Idea 1: Expand Into Podcasts
The gist: Twitter beefs up its Super Follower feature by adding audio and video podcast capabilities plus stronger long-form video upload support.
–YouTube creator Dave Maze
This “BirdFeed,” as Maze dubbed it, would enable creators to post photos, standard 280-character tweets, long-form videos, live Spaces, and audio podcasts—all behind a paywall.
Subscribers would get notified any time the creator posts and could use custom emojis in replies to that creator (like Discord). Creators could also offer "subscription only" DMs to their subscribers.
This would be a doubling down of Super Follow, in effect. As it stands, Twitter’s Super Follow feature lets people see a creator’s bonus tweets and receive a badge on all their replies to the creator they follow so they stand out in conversation.
Adding in podcasts and other media gives creators more options to make exclusive content and monetize it, expanding on the conversational nature of the platform.
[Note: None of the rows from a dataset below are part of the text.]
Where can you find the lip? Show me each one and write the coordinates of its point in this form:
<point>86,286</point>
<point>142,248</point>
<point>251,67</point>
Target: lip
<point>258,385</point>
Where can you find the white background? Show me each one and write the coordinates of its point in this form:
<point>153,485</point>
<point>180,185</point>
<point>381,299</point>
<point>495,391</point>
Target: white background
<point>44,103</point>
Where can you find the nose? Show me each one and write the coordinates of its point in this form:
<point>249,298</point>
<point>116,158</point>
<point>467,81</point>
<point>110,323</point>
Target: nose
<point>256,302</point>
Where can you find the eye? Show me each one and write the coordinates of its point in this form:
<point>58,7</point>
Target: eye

“Podcasting on Twitter solves a significant issue innate to audio podcasting—the lack of comments,” Maze said. “Having a reply section available to the subscribers of BirdFeed allows for the super fans of that creator to have conversations with other fans and with the creators themselves.”
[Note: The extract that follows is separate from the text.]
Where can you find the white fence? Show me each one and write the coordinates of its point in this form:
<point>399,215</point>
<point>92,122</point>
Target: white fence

Idea 2: The Pay-Per-Engagement Model
The gist: Give Twitter Blue users the ability to monetize from audience engagement and incorporate more community features like exclusive polls, members-only giveaways, and badge-like bio status (e.g., Publish Press Top Fans or MrBeast Squad).
–newsletter creator Alex Ha
“Elon has always been keen on monetizing less on advertisers and more from users,” Ha said. “My take [to achieving that] is through the ability to edit/post long-form videos/prioritize comments, and giving creators the ability to monetize their content, similar to the startup model of Tagg.id.” Tagg pays creators based on their engagement for profile views, posting content, and curating links. It also keeps a leaderboard of the most engaging profiles on the platform.
In Ha’s vision of Twitter, creators would charge their own rates for community memberships. “I can see Twitter tapping into Patreon’s and OnlyFans’ markets if they focus on creator monetization,” Ha said.
For context, Patreon made $160 million in revenue last year, while OnlyFans generated $4.8 billion in revenue in 2021. That’s near what Twitter made—roughly $5 billion last year.
But unlike Patreon, Twitter would retain a free tier in Ha’s version. “The internet runs on ads. Platforms should leave the decision for creators to decide whether a free tier is suitable for them or not.”
The introduction of monetization through engagement and through memberships could raise Twitter’s bottom line while keeping a portion of its offerings free.
Idea 3: Advertise on Viral Tweets
The gist: Place ads as the first replies to popular tweets and share revenue with creators based on views. Allow tipping on all tweets, and make room for commerce and shopping.
– ex head of creator partnerships at Twitter Katherine Rundell
Any time a viral tweet pops off, many people jokingly link to their SoundCloud or some other type of promotional material as a way for people to support them. By placing an ad as the top reply and splitting the revenue from that ad with the creator, Twitter could incentivize viral and engaging content. “This was being worked on,” Rundell added.
A couple other ideas we enjoyed: Creator Roberto Blake’s idea to monetize through fan funding of livestreams, with an 80/20 split. And our very own Colin and Samir’s idea to bundle Super Follow subscriptions so that audiences can pay for access to a group of creators, who then split the revenue.
We’re big fans of Twitter over here, and we’re not totally convinced of calls that it’s on an apparent downward trajectory. We see a silver lining: Creator monetization could re-up user engagement and help bring back lost advertisers. And regardless of outcome, creators are resilient, community-building pros—if creators build it, monetization will come.